Deployment of medium- and heavy-duty (MD/HD) battery electric vehicles (BEVs) for commercial fleets is accelerating. Commercial offerings of MD/HD battery-electric vehicles have increased, and medium to large scale vehicle purchases are beginning to occur in leading fleets. At the same time, local, state, and federal policy and goal setting for zero-emission vehicle adoption is expanding.
Within the medium and heavy-duty vehicle sector, Class 8 trucks present one of the most significant sources of emissions and have been one of the most difficult applications to electrify. These big rigs typically have fleet specific driving schedules, long driving ranges, and heavy loads. Given these challenges, it has been unclear from a public perspective whether and how fleets that depend on these vehicles will be able to meet charging and operational demands with existing electric vehicle technology. The factors leading to this uncertainty have involved a lack of access to fleet operations data that can be used to quantify needs, costs, and operational conditions involving vehicle charging.

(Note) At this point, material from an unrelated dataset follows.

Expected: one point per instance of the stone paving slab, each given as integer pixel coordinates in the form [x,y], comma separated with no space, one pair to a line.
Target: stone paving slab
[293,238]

This study seeks to use real fleet data to evaluate the costs and capabilities of charging systems and the impact of electric rate design and infrastructure policy on the ability of fleets to deploy electric vehicles in the heavy-duty market segment. In doing so, the analysis seeks to enhance the body of public knowledge on the needs and implications associated with charging systems and utility rates – as evaluated through the lens of two separate 40 to 50 Class 8 semi-tractors deployment projects at two locations in California.